Il arqua un sourcil, mais ce fut un sourire qui répondit à la prise de parole de sa vis à vis, qui lui faisait part de l'honneur qu'elle éprouvait à le rencontrer en ses lieux. Et le plaisir alors ? Lui avait un plaisir tout particulier à la croiser en ce jour, surtout depuis qu'elle était devenue la femme la plus cotée de tout le pays. Il faut dire qu'elle était sacrément belle, et surtout intelligente. Une femme brillante, avec du charisme et beaucoup de grâce. Il en fallut de peu qu'il perde son objectif de vue, celui de la remplacer un jour dans ses fonctions.
Après tout, il avait le temps d'attendre ; Chaque chose en son temps.
- L'honneur est partagé, Madame la Ministre Eleison, le plaisir également je l'espère ?Votre vue m'a toujours procuré une joie certaine, mais ses derniers jours, vous semblez de plus en plus resplendissante ... Fit-il d'un ton mielleux, mais sans excès. On aurait pû croire de la politesse venant de quelqu'un de normal, mais pour Kâ, c'était ainsi qu'il montrait son intérêt. Il avait toujours admiré cette femme, depuis ses visites fréquentes au temple de Lucy, jusqu'à aujourd'hui.
Et appartement, en croyant à sa chance, il l'avait provoqué.
- Je tenais à vous féliciter en personne pour votre victoire, être Miss Aryon, rien de moins que ça ... Vous le méritez en tout les cas, bravo.Fit-il en applaudissant de manière distingué la concurrente qui repartait se reposer, se rafraîchir ou que sais-je encore.
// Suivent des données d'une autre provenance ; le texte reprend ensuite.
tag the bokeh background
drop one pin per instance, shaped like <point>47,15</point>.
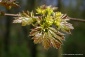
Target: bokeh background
<point>15,40</point>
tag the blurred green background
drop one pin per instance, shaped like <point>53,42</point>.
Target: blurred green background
<point>15,40</point>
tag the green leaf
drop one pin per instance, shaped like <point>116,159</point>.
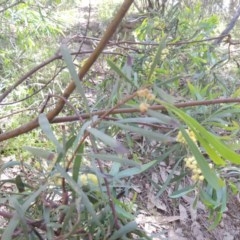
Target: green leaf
<point>157,58</point>
<point>68,60</point>
<point>78,191</point>
<point>129,227</point>
<point>115,68</point>
<point>39,152</point>
<point>10,228</point>
<point>46,128</point>
<point>144,132</point>
<point>166,183</point>
<point>208,173</point>
<point>114,158</point>
<point>108,140</point>
<point>182,192</point>
<point>218,151</point>
<point>135,170</point>
<point>77,163</point>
Mais tout ceci n'était que les banalités d'usage pour un noble parcourant le dur monde de la politique. Des ronds de jambes, des courbettes, et beaucoup de salive, voilà le secret. Et il aimait son travail pour cette raison, il détestait avoir à se battre lui même, et préférait laisser ce domaine de prédilection aux hommes qui affectionnait l'adrénaline du combat, et l'hémoglobine qui giclait.
Son truc à lui c'était des mots et de l'encre sur le papier.
Deux armes qui ne s'obtenaient que grâce à la connaissance, plus que la puissance. Ainsi, il n'était pas étonnant qu'un homme dont l'on ne reconnaissait pour l'instant que les compétences martiales, ne fut que conseiller, malgré qu'il doive souffler sa vingt-neuvième bougie quelques mois plus tard. Mais s'il ne déméritait pas, s'il s'accrochait à son rêve, peut être qu'il arriverait à faire quelque chose de cette position, et se hisser à la tête du gouvernement.
C'était son plus grand rêve.
- Profitons du spectacle, mais je pense que nous avons fort à parler, vous et moi, beaucoup d'années se sont écoulés, n'est-il pas ?
Le deuxième concurrent, un homme fluet et blond, s'avança sur la scène.